Tomás CanoPor Tomás Cano

Josef no tendría más de 17 años. Toda su vida la había pasado de un orfanato a otro, sin padres y sin familia. Los jueves era el único día que podía acudir a la biblioteca y conseguir un libro que el Reverendo Román repartía entre los más de 70 niños que habitaban aquel viejo orfanato, en las afueras de Hannover. Sólo le apasionaba su amor por los libros de Hergué, con Tintín y Milú. Evadirse con las aventuras del reportero era lo único que le mantenía vivo.

La disciplina en aquel lugar era espartana. Las monjas franciscanas eran implacables y el control que ejercían sobre los chicos era férreo.
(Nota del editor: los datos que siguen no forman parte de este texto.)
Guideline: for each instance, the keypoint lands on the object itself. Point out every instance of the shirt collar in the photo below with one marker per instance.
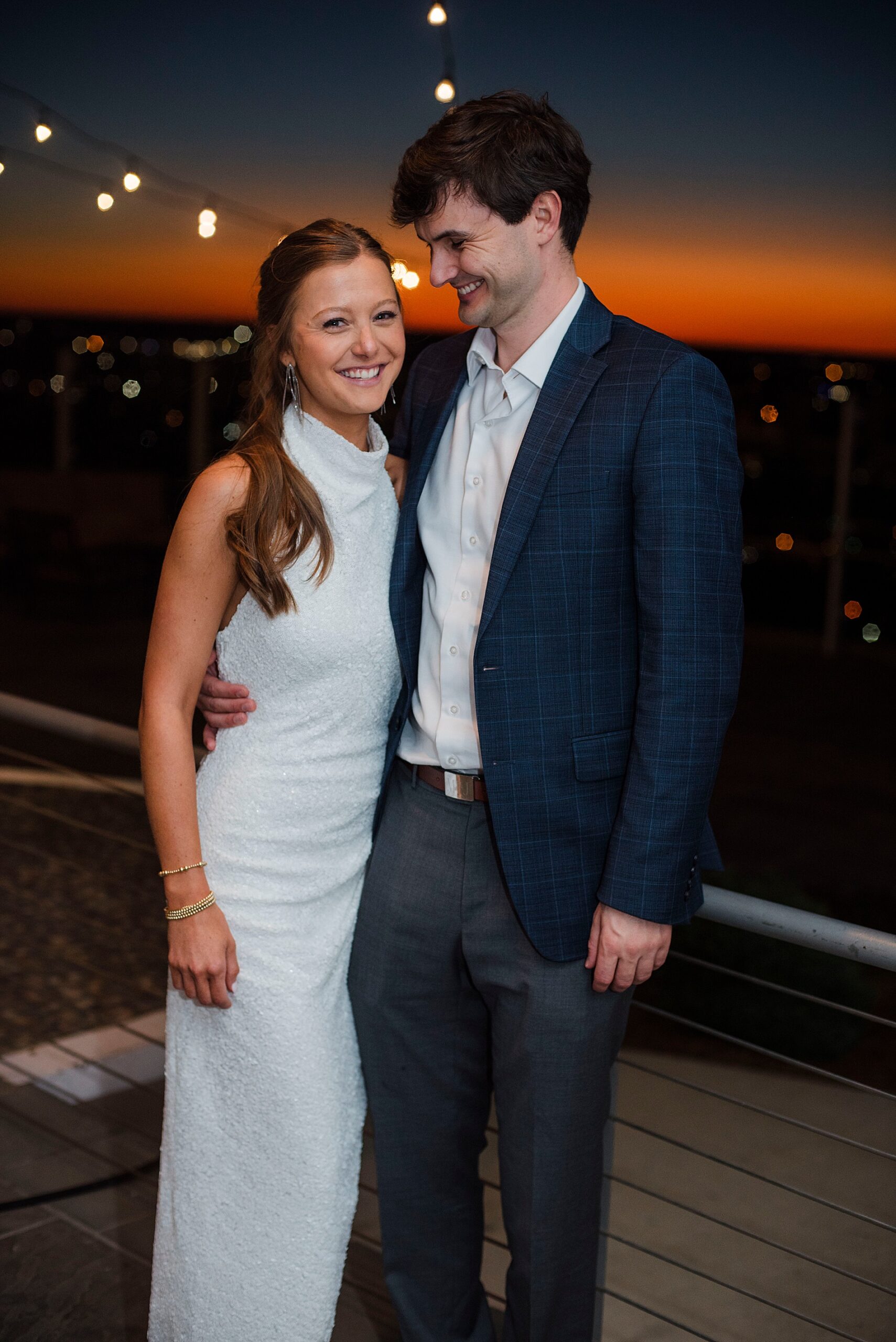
(534, 364)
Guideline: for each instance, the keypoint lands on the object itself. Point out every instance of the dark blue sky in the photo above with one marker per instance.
(762, 125)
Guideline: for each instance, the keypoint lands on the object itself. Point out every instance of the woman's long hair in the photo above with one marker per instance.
(282, 514)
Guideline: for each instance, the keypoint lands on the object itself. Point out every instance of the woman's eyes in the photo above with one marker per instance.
(334, 322)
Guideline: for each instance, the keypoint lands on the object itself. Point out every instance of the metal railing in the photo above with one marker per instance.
(746, 913)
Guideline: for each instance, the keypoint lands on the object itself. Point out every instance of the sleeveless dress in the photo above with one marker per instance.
(265, 1102)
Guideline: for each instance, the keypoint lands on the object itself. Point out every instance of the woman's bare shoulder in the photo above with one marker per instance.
(219, 490)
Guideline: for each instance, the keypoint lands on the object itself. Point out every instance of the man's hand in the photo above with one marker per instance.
(222, 704)
(624, 950)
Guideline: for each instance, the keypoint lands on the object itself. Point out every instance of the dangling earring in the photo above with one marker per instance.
(292, 389)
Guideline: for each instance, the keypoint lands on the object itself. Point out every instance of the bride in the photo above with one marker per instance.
(280, 557)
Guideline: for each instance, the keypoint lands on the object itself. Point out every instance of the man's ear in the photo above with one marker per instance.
(546, 217)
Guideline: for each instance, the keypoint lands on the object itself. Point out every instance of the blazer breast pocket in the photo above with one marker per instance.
(601, 757)
(578, 488)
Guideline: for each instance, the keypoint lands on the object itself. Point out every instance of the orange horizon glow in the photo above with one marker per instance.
(711, 293)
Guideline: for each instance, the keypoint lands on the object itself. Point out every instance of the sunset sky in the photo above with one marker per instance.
(743, 169)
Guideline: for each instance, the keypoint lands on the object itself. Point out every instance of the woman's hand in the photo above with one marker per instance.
(397, 473)
(202, 956)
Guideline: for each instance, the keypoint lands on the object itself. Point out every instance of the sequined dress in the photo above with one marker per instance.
(265, 1102)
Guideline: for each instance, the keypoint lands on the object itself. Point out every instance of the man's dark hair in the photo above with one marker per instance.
(503, 151)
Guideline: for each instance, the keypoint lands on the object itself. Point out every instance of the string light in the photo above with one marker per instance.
(446, 90)
(167, 188)
(207, 223)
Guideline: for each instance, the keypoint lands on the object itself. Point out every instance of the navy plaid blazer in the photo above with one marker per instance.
(608, 657)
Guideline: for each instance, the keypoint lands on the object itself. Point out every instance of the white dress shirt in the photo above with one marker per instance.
(458, 520)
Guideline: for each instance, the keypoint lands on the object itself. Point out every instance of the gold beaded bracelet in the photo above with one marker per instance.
(177, 871)
(188, 910)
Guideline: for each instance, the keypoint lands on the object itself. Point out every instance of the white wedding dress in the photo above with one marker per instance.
(265, 1102)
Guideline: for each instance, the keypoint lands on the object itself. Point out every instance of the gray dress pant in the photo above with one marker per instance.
(451, 1000)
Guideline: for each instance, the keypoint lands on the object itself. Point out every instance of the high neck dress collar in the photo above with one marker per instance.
(336, 468)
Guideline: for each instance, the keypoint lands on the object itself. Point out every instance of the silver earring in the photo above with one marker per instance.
(292, 389)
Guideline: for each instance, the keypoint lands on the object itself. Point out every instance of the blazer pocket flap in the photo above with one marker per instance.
(601, 757)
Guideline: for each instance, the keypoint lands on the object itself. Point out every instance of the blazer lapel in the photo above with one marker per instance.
(570, 380)
(404, 599)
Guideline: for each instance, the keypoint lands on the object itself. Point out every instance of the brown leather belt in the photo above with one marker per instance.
(460, 787)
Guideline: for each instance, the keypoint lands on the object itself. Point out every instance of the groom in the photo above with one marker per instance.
(566, 602)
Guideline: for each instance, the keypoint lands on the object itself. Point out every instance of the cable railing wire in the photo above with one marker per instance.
(782, 988)
(101, 783)
(75, 825)
(757, 1109)
(655, 1314)
(762, 1178)
(751, 1235)
(730, 1286)
(765, 1053)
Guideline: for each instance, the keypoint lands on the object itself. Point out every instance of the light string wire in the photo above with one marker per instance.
(176, 190)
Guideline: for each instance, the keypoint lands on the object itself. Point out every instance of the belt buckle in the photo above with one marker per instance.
(459, 787)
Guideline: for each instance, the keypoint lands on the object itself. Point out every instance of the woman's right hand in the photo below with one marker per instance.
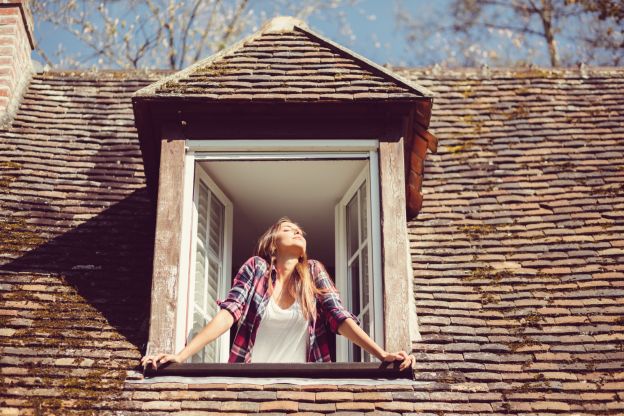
(158, 359)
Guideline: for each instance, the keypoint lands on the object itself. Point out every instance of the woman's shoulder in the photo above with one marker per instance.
(317, 268)
(255, 264)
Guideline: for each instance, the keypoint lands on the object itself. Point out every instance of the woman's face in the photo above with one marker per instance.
(289, 239)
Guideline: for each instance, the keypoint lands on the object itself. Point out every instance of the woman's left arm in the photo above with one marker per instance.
(355, 334)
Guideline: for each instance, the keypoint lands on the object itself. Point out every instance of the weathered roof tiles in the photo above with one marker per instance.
(287, 63)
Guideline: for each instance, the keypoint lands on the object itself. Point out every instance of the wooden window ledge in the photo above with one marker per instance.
(308, 370)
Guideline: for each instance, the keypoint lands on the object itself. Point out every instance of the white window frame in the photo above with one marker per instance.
(197, 150)
(371, 176)
(193, 174)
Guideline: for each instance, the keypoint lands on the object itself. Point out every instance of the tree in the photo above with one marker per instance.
(496, 32)
(160, 33)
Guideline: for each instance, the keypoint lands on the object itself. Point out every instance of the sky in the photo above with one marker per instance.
(371, 31)
(372, 23)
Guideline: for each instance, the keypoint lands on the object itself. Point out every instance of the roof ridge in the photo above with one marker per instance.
(372, 65)
(282, 25)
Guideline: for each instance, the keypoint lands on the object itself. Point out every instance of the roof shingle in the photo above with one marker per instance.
(518, 254)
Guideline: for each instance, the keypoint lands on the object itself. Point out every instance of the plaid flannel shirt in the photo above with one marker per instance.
(248, 298)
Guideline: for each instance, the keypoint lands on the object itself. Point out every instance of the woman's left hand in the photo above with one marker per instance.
(407, 360)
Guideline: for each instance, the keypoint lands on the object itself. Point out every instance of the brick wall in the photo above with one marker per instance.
(16, 44)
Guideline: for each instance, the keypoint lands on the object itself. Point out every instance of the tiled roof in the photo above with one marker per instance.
(293, 64)
(518, 254)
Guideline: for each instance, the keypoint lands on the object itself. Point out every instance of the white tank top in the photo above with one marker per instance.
(282, 335)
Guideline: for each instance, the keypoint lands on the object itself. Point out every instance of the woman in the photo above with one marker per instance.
(283, 304)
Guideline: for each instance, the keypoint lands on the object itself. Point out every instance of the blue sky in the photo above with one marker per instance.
(372, 22)
(374, 33)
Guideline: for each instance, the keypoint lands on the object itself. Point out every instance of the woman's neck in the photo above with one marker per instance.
(285, 266)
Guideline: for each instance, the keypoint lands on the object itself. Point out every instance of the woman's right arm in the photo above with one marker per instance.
(222, 322)
(231, 311)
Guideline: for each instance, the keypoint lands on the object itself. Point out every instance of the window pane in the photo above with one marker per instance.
(363, 211)
(352, 226)
(216, 225)
(354, 280)
(208, 266)
(365, 277)
(208, 353)
(366, 327)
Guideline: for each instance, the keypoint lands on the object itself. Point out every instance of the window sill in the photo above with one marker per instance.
(308, 370)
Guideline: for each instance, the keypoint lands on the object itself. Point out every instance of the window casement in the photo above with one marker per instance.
(240, 101)
(197, 195)
(216, 201)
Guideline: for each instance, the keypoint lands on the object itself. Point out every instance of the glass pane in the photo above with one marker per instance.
(363, 211)
(365, 277)
(366, 327)
(216, 225)
(354, 280)
(352, 226)
(207, 354)
(212, 289)
(200, 272)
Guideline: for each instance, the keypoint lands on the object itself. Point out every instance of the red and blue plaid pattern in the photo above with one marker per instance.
(248, 298)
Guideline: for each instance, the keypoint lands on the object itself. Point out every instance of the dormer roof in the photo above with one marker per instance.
(286, 61)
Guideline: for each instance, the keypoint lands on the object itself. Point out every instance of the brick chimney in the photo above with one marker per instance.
(16, 44)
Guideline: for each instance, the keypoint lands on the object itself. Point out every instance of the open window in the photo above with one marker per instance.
(235, 196)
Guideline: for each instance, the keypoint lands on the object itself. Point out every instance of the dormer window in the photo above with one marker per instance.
(285, 104)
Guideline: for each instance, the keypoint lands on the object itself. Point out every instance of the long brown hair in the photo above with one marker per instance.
(304, 289)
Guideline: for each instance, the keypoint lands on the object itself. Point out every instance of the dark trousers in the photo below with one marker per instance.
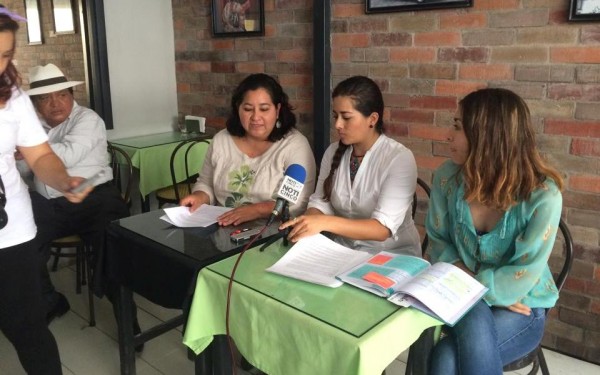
(58, 217)
(22, 317)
Al término de las clases todos los compañeros se sentaban y hablaban del presente, pero sobre todo del futuro. Alguien le comentó que unos cubanos habían llegado a Madrid escondidos en el tren de aterrizaje de un avión; uno había muerto pero el otro se había salvado. Aquella noche no pudo dormir, pensaba y pensaba en la forma de abandonar aquella casa de locos y encontrar su destino, tal vez en otro país y proseguir su vida sin tener que caer constantemente encerrado sin saber cuando podría abandonar su encierro.

En el aeropuerto de Hannover era ya noche cerrada. El comandante del avión había pedido al agente de handling que le embarcaran rápidamente; primero por mantener su horario y segundo porque los pasajeros eran agentes de viajes alemanes muy importantes para su compañía. Su destino final era Palma de Mallorca. Era verano de 1987. El comandante puso en marcha los motores y al llegar al “punto de espera”, tuvo que aguardar unos cinco minutos o más porque había otros aviones a punto de despegar.

Josef se encontraba entre unos matorrales de la cabecera de la pista y sólo le separaba una valla metálica para alcanzar su libertad. No dudó ni un instante; pudo subirse a cualquiera de los aviones que allí esperaban su turno para salir pero el destino le tenía reservado el vuelo a Mallorca. Corrió y  saltó como un atleta, se dirigió directamente a una de las patas del tren de aterrizaje, apoyó su pie en la rueda y con las manos se agarró al fuselaje subiendo a lo que los técnicos llaman “WHEEL WELL” (pozo del tren), donde hay espacio, aunque parezca imposible, para más de dos personas. Se apartó lo más que pudo de la zona donde descansan las ruedas después del despegue. Esperó confiado en el destino, llorando.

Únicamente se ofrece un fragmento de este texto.